The absolute hegemony of the rainbow flag, and its odd cousin, the Trans Rights flag, in liberal American society is worthy of its own religious studies subcategory. Gay marriage is federally legalized, queer representation is monumental across narrative media, each generation is more progressive than the last; and yet there is this deep, powerful need to express on massive and garish scale the support for progressive causes that have not seen anything more than geriatric gasps of resistance for more than twenty years.
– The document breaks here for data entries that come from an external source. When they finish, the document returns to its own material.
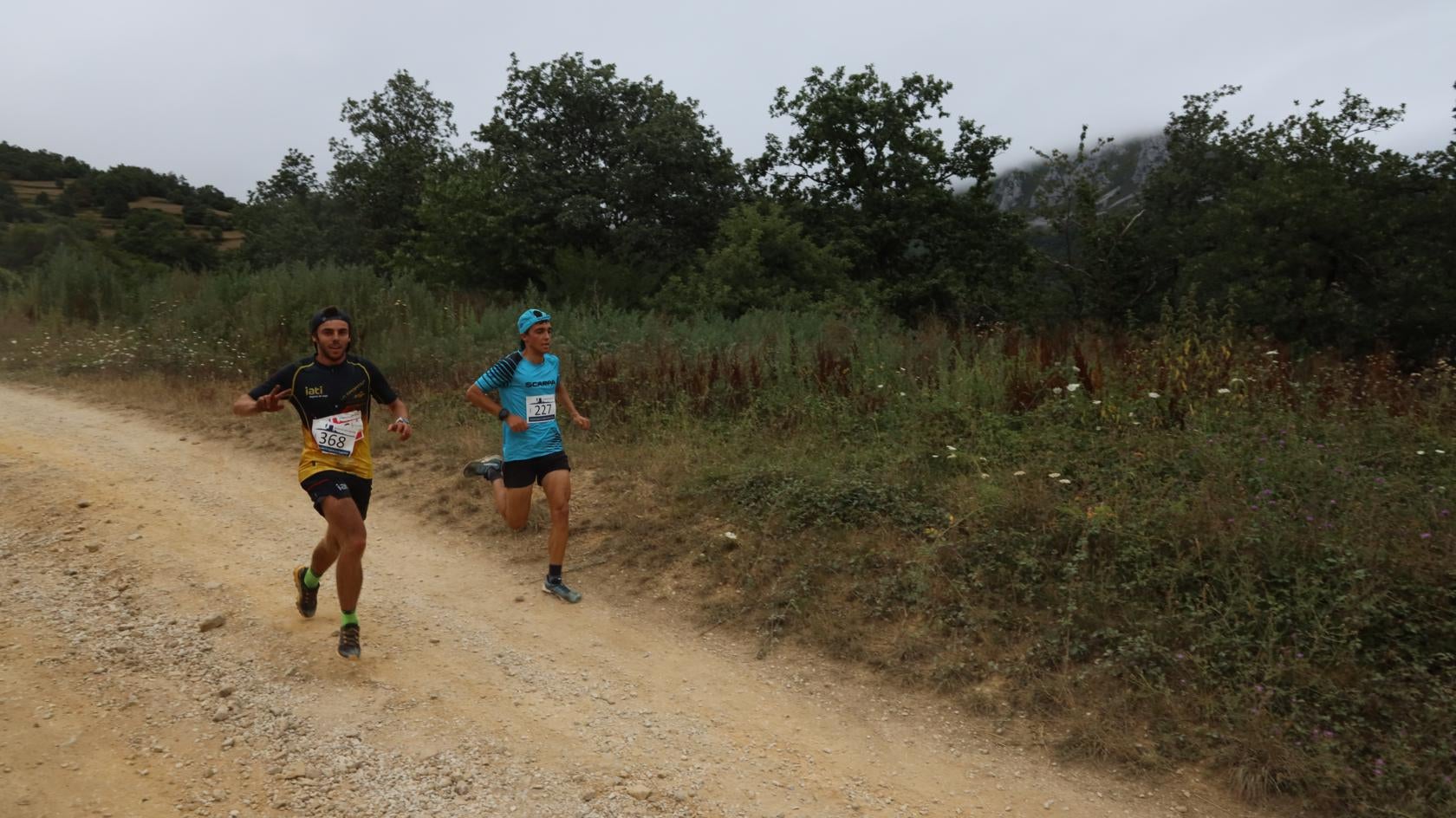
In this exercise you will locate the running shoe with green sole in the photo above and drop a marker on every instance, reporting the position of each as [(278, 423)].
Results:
[(488, 468), (350, 642), (561, 591), (308, 600)]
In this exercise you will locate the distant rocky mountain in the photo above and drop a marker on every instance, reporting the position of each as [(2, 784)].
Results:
[(1120, 171)]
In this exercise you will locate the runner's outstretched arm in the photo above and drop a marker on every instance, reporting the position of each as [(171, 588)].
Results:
[(564, 398), (271, 402), (400, 422)]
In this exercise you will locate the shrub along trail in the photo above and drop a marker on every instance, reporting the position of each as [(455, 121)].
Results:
[(121, 536)]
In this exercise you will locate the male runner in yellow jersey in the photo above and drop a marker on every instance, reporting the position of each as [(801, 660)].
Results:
[(331, 391)]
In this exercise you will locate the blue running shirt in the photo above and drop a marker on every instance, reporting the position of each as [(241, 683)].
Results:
[(528, 391)]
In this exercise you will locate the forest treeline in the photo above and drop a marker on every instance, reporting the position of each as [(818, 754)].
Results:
[(590, 185)]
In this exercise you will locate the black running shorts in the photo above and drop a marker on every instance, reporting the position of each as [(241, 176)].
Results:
[(340, 485), (520, 473)]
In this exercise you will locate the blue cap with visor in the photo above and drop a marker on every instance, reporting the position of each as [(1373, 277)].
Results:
[(529, 319)]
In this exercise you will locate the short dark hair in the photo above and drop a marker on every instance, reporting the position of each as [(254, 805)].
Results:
[(328, 315)]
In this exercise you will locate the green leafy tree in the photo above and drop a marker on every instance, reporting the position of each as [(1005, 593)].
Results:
[(871, 177), (603, 168), (162, 237), (402, 133), (10, 207), (760, 259), (1305, 226), (468, 233), (291, 217), (1087, 254)]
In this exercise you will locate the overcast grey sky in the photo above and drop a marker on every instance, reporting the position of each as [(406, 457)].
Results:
[(218, 92)]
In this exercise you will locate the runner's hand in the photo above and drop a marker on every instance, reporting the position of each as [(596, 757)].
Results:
[(274, 399)]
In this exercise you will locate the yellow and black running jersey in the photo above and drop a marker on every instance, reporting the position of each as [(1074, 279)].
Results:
[(334, 405)]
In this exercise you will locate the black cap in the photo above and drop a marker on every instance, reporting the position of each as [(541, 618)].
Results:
[(328, 315)]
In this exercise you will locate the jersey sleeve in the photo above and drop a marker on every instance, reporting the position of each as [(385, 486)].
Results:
[(500, 374), (283, 377), (379, 386)]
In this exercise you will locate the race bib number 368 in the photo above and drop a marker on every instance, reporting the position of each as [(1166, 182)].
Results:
[(541, 409), (336, 434)]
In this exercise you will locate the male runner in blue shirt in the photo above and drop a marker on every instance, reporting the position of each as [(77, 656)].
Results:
[(530, 392)]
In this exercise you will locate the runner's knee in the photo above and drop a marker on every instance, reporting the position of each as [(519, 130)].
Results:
[(353, 543)]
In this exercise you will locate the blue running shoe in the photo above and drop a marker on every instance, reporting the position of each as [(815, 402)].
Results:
[(488, 468), (561, 591)]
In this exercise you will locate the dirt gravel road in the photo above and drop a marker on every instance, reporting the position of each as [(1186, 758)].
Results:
[(121, 536)]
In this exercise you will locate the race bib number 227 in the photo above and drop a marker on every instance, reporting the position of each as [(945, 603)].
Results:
[(541, 409)]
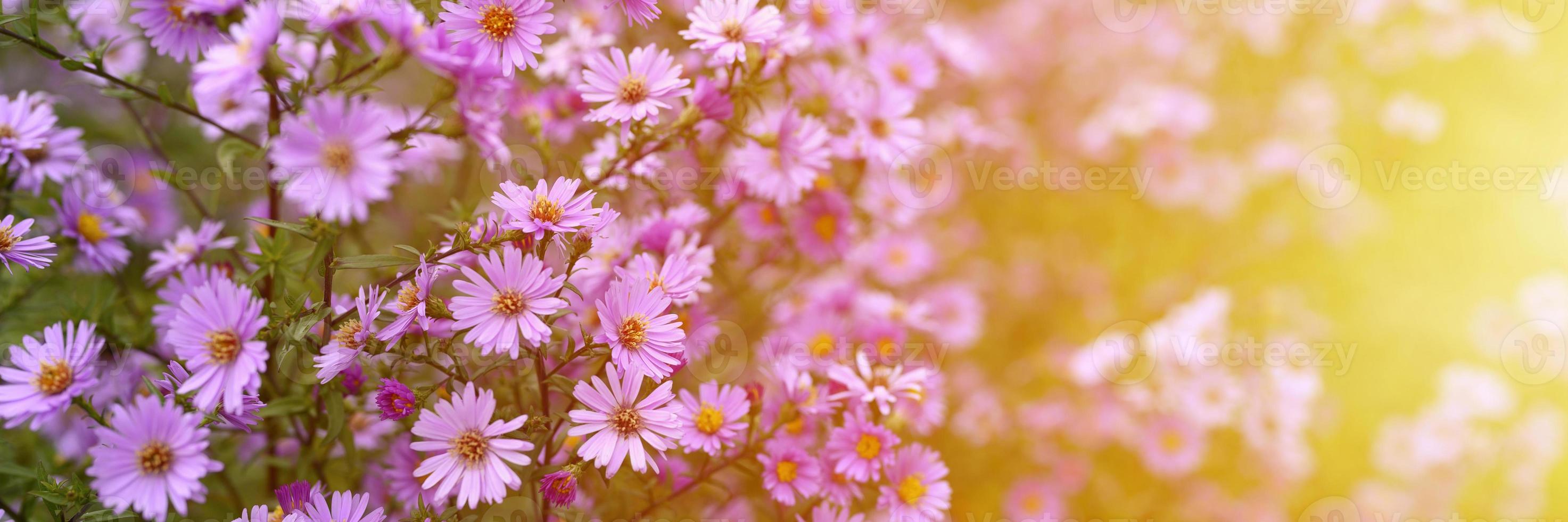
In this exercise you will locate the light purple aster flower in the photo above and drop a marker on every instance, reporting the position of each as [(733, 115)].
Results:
[(245, 419), (473, 453), (559, 488), (506, 32), (789, 474), (352, 335), (98, 235), (47, 373), (345, 507), (640, 12), (712, 418), (642, 338), (214, 331), (632, 88), (860, 447), (336, 157), (153, 455), (175, 30), (186, 248), (785, 168), (622, 424), (395, 400), (18, 248), (916, 486), (506, 305), (725, 27)]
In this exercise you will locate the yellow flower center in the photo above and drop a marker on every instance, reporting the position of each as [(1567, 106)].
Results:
[(786, 471), (154, 458), (634, 331), (347, 335), (223, 347), (337, 157), (507, 303), (498, 22), (912, 488), (92, 228), (471, 447), (709, 419), (54, 377), (634, 88), (869, 447)]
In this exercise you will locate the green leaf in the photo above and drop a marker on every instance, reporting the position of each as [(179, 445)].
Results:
[(372, 261), (294, 228)]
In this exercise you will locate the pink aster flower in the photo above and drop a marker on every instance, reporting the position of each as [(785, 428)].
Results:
[(175, 32), (352, 336), (725, 27), (47, 373), (544, 207), (186, 248), (632, 88), (504, 32), (559, 488), (786, 167), (395, 400), (622, 424), (789, 474), (214, 331), (153, 455), (877, 386), (474, 452), (640, 12), (506, 305), (714, 418), (336, 157), (642, 338), (344, 507), (18, 248), (916, 486), (860, 447), (411, 303)]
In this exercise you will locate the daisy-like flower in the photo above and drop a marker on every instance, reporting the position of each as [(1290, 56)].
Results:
[(640, 12), (186, 248), (411, 303), (336, 157), (632, 88), (789, 474), (395, 400), (173, 30), (98, 235), (860, 447), (153, 455), (725, 27), (789, 164), (712, 418), (244, 419), (622, 424), (214, 331), (504, 32), (18, 248), (47, 373), (473, 449), (345, 507), (506, 305), (880, 386), (559, 488), (642, 338), (544, 207), (352, 336), (916, 486)]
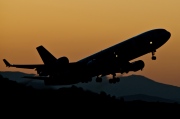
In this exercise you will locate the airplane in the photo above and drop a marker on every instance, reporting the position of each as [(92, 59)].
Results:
[(112, 60)]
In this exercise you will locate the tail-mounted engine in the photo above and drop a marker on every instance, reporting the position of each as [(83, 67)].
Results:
[(62, 61), (137, 65)]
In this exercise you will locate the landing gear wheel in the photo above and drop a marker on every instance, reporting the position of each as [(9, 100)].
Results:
[(98, 79), (153, 57)]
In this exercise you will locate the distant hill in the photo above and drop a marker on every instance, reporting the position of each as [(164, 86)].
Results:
[(17, 97), (130, 87), (145, 98), (133, 85)]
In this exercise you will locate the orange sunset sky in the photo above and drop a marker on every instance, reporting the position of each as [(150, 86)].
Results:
[(79, 28)]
There is truly a religious dimension to the whole things -- there is liturgy, holy texts, prophets, rituals, processions, mantras, martyrs, everything you could ask for.
What does it mean when people are fervently painting their faces with rainbows in one of the most liberal towns in the nations in the year of our Lord 2,024? This movement does not want to win, cannot accept the possibility of winning, because being the victors would mean the pageantry is over. The goal has moved on from just existing and "loving who you want" -- if that's what it ever was. It must keep moving forward, keep pushing boundaries, keep finding bigoted family members that it can pretend are the omnipotent gatekeepers to happiness, if they could only be swept away. It's not for nothing that the movement has labeled itself with the word PRIDE. Pride will never stop -- it cannot, once it has taken root on its own terms.